The shaman spoke for like 2 hours of fears and attachments and the like. Very little of it if any was new to me. I kept thinking to myself, "I have no fears, I wonder what I'll see." After the talk they passed the Ayahuasca in small cups, a few words were said and bottoms up. We all scattered to pre-chosen areas of the house (it is normally down outdoors, but it rained all day), so I made my way to the recliner I had claimed.
The recliner was in a side room which I shared with two other people who laid out sleeping bags on the floor. My view was basically of a white wall and the entryway. After a while I started feeling it, felt the familiar pressure on my forhead and arms that one feels when mushrooms start to take hold, but instead of taking a plunge it plateaued. I became annoyed with everything, the noises the other people were making like footsteps, laughter, groans, etc, the lighting, the music, everything. At some point one of the caretakers came by and asked me how I was doing. I told her I was tip-toeing on the edge, but no dive just yet. "You want a second dose?" "Yes, please!"
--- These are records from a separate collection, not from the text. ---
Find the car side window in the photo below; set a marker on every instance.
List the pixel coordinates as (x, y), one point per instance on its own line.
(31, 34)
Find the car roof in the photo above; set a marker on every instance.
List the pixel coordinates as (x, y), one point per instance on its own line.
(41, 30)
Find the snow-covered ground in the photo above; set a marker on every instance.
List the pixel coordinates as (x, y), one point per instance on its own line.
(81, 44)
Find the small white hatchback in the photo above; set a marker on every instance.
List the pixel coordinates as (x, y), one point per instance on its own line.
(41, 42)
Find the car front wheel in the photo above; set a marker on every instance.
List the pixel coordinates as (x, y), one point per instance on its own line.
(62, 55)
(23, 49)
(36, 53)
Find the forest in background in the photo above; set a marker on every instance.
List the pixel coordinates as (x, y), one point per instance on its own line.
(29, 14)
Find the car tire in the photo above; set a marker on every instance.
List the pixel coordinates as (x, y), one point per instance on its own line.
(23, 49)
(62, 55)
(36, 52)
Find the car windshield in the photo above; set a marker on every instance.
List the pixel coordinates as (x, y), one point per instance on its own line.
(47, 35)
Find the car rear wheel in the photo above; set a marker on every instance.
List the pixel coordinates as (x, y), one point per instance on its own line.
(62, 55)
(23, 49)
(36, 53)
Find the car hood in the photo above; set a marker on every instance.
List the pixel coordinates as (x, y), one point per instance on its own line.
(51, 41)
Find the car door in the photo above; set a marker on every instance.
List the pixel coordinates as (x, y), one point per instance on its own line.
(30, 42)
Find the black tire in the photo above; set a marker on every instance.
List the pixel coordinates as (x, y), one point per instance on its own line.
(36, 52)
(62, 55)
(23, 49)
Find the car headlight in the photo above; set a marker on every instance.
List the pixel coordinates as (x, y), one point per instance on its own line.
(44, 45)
That second dose did it. I don't know when it hit, but at some point I just blinked and everything turned black and white. My first thought was, "Holy shit, I'm in Insidious!" It definitely had an "underworld" type of vibe. The blank wall in front of me began to vibrate and the shadow cast by the recliner became the silhouette of an elephant that expanded and shrunk. as I focused on my friend the elephant I began to float in the air. Here is where things get interesting. I disappeared. I ceased to exist. I was enveloped in darkness and i began to see colors, and shapes, mainly that of quartz crystals. I began to see myself as a variety of insects, mainly caterpillars, but caterpillars becoming butterflies. I could feel myself bursting into something new. I saw friends, loved ones and finally my fear. I already knew what it was, but I was in denial.
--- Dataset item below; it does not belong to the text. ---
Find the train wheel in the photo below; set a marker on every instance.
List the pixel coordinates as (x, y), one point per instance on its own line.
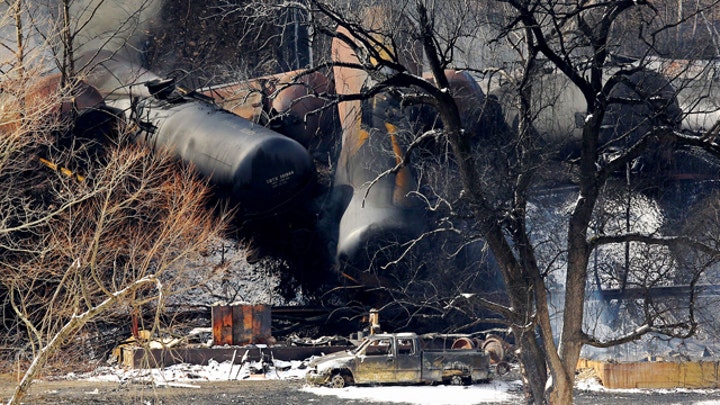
(338, 381)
Ever since my divorce I've been dead inside and after having one of the dreams I mentioned here about, "the victims I left behind." I swore off any more relationships. I was happy with what I had lived as far as romantic entanglements went, but I no longer wanted more. Well, in that void, that everything and nothing I saw my fear and broke through. There was only love. Like I said, I saw friends, loved ones and even "enemies." All I felt for them was love, a love so pure it was all encompassing. I was able to forgive them and forgive myself. Then... I was reconstructed. I don't want to say "rebirth," because it felt like I was put back from scratch. When I came to, back in the recliner, and saw my friend the elephant on the wall I was covered in tears and snot, breathing heavy.
The rest of the journey consisted of a few more trips to the black and white "underworld" and more communing with friends and loved ones as well as some powerful memories that were holding me back. At the end of it... all fear was gone. All I can say is I'm not the same person that went into that house, that person is dead, and who I am now is a clean slate.
I told my brother that it reminded me of a discussion we had in my philosophy of religion class back in college. The professor was explaining the Christian concept of Grace. He said that when someone is bestowed with God's Grace who he used to be no longer exists. That person could have been the worst person on the planet, but the moment he receives said Grace they are literally a new person and when someone throws their old transgressions in their face it doesn't phase them, because they no longer are that person. All the guilt and shame are gone. THAT is how I feel. I see those mistakes, those regrets and they are no longer mine as that person exists no more.
I think I finally understand the ending to 2001 Space Odyssey lol.